I also haven't specified the type of fat or sugar. This is something you can definitely play around with. I used butter and honey, because I didn't want to be too adventurous (and also because I just love both butter and honey). You could swap the butter for margarine, coconut oil, even olive oil. Just think about the flavours that you want and do what you like. Similarly, you can use any type of sugar - brown, white, honey, maple syrup.. anything that's mostly sugar or sweetener will work just fine.

The method is pretty intuitive:

  • Weigh out and mix together your dry ingredients. For my batch, I used 4 parts oats, 1 part dessicated coconut, 1 part sliced almonds, and 1 part sunflower seeds.
  • Put your fat and sugar together in a small pan (or microwave bowl) and warm them up just until they combine.
  • Pour them over the dry ingredients and mix together. At this point you might want to add a splash of water to help the bits stick together, especially if you like clumps in your granola (I certainly do).
  • Spread the mixture out onto a lined baking tray. If you like clumps, then press it down thoroughly. This'll help it stick together while cooking.

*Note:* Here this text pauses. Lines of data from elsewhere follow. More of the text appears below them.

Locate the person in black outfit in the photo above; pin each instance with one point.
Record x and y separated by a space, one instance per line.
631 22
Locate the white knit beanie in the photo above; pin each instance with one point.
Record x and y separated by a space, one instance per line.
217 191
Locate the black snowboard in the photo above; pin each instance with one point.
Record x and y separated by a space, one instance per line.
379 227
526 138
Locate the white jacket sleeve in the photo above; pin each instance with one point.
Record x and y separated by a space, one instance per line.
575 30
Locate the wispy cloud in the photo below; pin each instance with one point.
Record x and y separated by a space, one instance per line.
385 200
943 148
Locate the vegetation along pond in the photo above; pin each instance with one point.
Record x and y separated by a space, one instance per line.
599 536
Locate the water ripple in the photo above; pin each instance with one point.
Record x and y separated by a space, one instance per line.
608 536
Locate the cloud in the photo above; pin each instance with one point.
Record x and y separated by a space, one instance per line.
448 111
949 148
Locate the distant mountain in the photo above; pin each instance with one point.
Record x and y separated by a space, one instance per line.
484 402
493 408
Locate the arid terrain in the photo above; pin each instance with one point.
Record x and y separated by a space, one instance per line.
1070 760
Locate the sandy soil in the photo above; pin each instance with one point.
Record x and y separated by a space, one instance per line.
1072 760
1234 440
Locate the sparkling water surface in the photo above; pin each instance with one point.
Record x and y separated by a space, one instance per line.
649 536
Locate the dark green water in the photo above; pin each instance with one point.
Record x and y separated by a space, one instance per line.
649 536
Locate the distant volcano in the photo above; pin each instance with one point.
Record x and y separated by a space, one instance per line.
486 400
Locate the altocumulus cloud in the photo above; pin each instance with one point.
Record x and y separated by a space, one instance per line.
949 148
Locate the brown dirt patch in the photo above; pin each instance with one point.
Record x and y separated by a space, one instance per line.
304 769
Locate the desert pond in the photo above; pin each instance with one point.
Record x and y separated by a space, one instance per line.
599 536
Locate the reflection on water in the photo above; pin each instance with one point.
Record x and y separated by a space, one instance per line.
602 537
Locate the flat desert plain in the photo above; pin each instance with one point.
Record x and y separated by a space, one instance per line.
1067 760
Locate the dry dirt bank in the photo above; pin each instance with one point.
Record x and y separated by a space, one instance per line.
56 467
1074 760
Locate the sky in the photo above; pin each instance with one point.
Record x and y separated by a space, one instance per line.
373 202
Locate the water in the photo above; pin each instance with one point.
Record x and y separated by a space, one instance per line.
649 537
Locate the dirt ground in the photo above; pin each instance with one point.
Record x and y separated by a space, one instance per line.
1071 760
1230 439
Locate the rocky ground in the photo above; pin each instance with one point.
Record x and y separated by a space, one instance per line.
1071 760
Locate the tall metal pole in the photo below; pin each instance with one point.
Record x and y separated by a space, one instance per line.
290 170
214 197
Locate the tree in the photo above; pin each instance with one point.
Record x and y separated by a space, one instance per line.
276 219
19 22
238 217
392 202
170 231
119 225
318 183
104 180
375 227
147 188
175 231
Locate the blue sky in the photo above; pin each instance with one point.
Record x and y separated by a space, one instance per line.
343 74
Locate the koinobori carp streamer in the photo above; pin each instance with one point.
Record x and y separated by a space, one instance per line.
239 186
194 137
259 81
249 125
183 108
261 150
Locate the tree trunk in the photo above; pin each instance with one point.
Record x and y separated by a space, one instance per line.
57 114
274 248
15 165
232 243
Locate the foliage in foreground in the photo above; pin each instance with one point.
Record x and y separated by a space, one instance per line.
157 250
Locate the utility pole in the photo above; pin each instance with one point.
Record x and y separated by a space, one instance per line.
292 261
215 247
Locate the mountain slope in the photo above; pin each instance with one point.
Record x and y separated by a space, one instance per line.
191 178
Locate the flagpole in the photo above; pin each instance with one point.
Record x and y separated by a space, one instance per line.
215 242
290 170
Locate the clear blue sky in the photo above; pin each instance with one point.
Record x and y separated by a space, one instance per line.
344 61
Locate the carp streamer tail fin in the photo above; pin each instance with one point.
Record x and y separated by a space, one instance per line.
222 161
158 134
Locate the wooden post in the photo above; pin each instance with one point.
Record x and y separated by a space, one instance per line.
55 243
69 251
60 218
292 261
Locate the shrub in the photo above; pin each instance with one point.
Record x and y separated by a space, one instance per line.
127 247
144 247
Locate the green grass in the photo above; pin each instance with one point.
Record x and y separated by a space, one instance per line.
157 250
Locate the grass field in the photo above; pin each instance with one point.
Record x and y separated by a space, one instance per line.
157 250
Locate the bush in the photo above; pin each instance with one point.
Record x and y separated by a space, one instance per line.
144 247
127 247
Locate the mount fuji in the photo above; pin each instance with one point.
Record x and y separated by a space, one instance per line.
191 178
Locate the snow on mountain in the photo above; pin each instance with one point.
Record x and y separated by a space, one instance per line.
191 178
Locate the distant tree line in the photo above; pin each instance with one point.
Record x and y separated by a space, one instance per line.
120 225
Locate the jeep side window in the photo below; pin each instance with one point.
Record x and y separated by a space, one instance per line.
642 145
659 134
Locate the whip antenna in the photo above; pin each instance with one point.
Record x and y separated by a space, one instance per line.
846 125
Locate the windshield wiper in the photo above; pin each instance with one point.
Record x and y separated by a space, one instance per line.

  • Now bake it - about 180C is fine. I'd advise cooking for 5-10 minute bursts. Because it's quite dry, it can burn easily. So if the top is looking browned, stir it up and turn it over. It's done whenever it looks like you want to eat it for breakfast - that's down to taste. If you're worried about the possibility of over-cooking it, there's no harm in cooking at a lower temperature for longer.
  • Once it's out of the oven, you can add in any dried fruit you like. It's delicious on it's own as a snack, or served with yoghurt, milk, fresh fruit, whatever you fancy. It lasts fairly well because it's dry. It doesn't need to be in the fridge but it might last a little bit longer in there.